Use this table to diagnose common symptoms with graphs:

SymptomLikely causeWhat to do
num_edges is 0No edges were defined.Make sure you call define() for Edge.new() declarations. If your edge definition is conditional, ensure the conditions are not filtering out all edges. If you used edge_concept, make sure instances of the concept have been defined.
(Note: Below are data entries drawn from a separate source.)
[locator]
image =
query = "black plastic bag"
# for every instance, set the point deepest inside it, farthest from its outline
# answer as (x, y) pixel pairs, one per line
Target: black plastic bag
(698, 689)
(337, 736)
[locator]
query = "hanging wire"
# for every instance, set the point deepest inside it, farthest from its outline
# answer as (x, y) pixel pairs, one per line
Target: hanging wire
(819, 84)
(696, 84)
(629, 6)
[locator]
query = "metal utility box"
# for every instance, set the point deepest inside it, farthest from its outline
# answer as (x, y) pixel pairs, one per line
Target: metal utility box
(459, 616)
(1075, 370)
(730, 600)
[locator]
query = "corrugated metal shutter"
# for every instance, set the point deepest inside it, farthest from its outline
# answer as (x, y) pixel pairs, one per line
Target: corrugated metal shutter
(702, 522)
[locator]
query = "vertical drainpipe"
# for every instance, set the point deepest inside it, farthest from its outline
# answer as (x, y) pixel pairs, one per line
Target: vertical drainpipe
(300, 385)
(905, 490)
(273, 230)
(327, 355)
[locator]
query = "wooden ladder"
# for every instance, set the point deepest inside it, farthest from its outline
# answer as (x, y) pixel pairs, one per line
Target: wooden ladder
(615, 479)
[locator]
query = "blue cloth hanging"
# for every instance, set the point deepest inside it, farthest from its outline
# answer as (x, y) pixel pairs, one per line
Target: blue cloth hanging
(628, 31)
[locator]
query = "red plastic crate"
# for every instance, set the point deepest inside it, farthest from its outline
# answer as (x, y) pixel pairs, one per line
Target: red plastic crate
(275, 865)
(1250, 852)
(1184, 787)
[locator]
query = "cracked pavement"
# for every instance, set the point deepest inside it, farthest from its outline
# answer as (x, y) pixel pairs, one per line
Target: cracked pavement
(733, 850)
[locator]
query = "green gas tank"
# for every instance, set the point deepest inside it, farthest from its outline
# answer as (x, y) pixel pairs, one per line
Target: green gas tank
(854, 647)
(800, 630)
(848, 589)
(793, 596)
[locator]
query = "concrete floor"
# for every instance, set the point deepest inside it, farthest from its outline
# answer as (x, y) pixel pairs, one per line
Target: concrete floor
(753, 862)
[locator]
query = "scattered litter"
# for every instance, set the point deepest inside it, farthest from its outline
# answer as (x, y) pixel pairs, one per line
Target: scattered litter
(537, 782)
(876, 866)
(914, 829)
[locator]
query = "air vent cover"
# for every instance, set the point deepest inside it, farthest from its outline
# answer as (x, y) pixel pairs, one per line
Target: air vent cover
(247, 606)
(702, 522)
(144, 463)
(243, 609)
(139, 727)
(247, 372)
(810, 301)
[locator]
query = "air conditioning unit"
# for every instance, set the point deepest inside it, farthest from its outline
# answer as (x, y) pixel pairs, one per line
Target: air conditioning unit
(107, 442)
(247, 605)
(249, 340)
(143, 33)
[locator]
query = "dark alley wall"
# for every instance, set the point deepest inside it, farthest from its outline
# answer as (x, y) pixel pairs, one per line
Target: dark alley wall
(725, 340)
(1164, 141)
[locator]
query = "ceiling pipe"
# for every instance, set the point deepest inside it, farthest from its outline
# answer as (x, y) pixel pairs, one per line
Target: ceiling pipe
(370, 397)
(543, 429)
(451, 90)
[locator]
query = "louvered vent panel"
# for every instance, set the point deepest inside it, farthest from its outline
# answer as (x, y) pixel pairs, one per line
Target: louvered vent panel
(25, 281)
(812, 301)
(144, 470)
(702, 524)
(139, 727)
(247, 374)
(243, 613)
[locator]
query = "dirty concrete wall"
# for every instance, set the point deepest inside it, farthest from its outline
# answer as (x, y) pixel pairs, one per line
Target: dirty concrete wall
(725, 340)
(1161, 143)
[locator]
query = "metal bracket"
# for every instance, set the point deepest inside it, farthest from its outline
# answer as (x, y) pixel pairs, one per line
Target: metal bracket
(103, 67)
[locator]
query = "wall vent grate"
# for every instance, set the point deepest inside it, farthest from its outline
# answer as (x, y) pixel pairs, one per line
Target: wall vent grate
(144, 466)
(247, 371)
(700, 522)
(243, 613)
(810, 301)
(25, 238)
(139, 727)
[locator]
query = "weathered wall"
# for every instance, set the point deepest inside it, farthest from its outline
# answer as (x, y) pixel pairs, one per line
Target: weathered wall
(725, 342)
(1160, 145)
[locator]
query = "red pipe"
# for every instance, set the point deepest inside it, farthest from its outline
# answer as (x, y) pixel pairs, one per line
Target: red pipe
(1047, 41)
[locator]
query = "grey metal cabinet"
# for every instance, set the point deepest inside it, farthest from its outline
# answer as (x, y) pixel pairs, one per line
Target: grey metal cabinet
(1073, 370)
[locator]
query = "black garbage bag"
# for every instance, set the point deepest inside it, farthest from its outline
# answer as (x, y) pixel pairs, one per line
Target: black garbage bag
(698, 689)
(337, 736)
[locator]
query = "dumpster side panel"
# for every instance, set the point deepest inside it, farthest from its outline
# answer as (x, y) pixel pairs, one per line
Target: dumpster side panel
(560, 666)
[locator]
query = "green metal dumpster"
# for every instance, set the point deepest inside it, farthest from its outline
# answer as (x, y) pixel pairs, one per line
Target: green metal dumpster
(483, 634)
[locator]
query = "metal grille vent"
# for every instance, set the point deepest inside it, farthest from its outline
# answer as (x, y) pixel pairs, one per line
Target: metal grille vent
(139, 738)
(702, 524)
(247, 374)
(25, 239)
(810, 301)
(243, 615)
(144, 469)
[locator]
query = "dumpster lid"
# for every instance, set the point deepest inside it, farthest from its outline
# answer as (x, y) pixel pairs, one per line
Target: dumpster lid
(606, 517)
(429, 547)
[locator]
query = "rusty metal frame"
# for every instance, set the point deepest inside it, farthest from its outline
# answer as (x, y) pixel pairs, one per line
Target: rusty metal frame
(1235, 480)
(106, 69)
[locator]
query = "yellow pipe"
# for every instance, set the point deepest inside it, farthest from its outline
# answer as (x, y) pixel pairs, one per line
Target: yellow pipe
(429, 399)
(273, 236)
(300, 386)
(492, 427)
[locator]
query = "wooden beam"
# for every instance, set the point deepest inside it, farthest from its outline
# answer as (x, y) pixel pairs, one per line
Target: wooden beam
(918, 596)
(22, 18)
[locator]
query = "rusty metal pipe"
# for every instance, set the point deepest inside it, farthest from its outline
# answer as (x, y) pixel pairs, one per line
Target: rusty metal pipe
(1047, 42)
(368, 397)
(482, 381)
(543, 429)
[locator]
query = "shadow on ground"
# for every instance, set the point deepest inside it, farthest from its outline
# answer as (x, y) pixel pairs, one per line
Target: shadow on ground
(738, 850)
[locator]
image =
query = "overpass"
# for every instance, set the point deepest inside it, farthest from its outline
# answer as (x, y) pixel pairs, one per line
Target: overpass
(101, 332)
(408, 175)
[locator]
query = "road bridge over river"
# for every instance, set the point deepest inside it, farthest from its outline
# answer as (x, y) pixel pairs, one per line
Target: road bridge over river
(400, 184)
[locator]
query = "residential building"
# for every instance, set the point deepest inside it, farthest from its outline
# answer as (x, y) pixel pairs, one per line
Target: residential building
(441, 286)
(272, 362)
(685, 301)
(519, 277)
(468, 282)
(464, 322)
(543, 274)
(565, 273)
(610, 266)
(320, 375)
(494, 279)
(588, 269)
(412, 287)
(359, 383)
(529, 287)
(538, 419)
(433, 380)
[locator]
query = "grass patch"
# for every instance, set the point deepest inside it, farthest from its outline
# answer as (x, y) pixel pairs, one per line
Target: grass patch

num_nodes is 0No nodes were defined.If nodes were implicitly defined by edges, ensure your edge definitions do not filter out all nodes. If you used node_concept, make sure instances of the concept have been defined.
Weights are not showing up in edges.You created an unweighted graph.Make sure you set weighted=True when you construct the Graph object.